Spot gold inched up 0.1% to $1,758 per ounce by 10:39 ET (1439 GMT), having earlier hit a peak since July 6 at $1,767.79. U.S. gold futures rose 0.3% to $1,774.50 per ounce.
"If we got some more problematic price inflation numbers, the Fed would have to be more aggressive and that could be getting to the marketplace too," said Jim Wyckoff, senior analyst at Kitco Metals.
"We're still in a (gold) price downtrend on the daily bar chart for August gold futures. However, prices have rebounded well from the July low, to begin suggesting that the gold market has put in a near term bottom."

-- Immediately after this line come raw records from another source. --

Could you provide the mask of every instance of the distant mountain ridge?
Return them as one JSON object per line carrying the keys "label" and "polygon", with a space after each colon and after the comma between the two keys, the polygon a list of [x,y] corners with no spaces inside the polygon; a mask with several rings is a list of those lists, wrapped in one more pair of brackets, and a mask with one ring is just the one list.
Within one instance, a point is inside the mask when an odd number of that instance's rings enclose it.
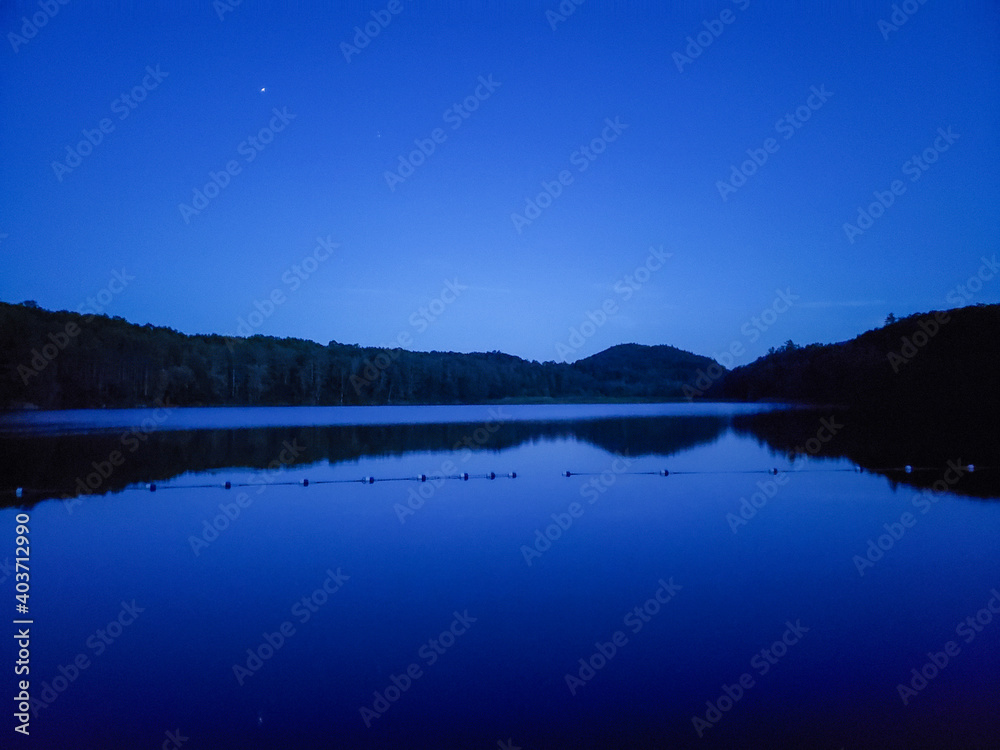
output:
{"label": "distant mountain ridge", "polygon": [[187,335],[0,303],[0,407],[675,399],[708,357],[622,344],[572,364],[256,335]]}
{"label": "distant mountain ridge", "polygon": [[[256,335],[233,339],[0,303],[0,408],[776,400],[874,418],[1000,420],[1000,305],[933,311],[835,344],[787,342],[727,371],[665,344],[572,364],[502,352],[411,352]],[[708,373],[708,374],[706,374]],[[994,420],[994,422],[991,422]]]}
{"label": "distant mountain ridge", "polygon": [[598,380],[653,387],[692,383],[698,370],[710,365],[715,360],[667,344],[617,344],[573,363],[575,369]]}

The U.S. personal consumption expenditures (PCE) price index jumped 1.0% last month, the largest increase since September 2005.
The data gave a small fillip to the dollar, with U.S. Treasury yields also ticking up, making gold more expensive for overseas buyers.
Gold has shed over $300 since climbing past the $2,000-per-ounce level in March, as the Fed embarked on a rapid rate hike path while the dollar also emerged as a preferred refuge amid growing recession risks. Gold was also bound for its fourth straight monthly drop.
Higher rates increase the opportunity cost of holding non-yielding gold while boosting the dollar.
But gold got some respite, bouncing over 1%, from perception of a relatively less aggressive stance from Fed Chair Jerome Powell on Wednesday following an expected 75 basis-point hike.
Silver rose 0.8% to $20.13 per ounce, platinum was up 0.4% at $891.57 and palladium jumped 1.4% to $2,107.73.Meanwhile, second biggest gold consumer India launched its first international bullion exchange to bring transparency to the market.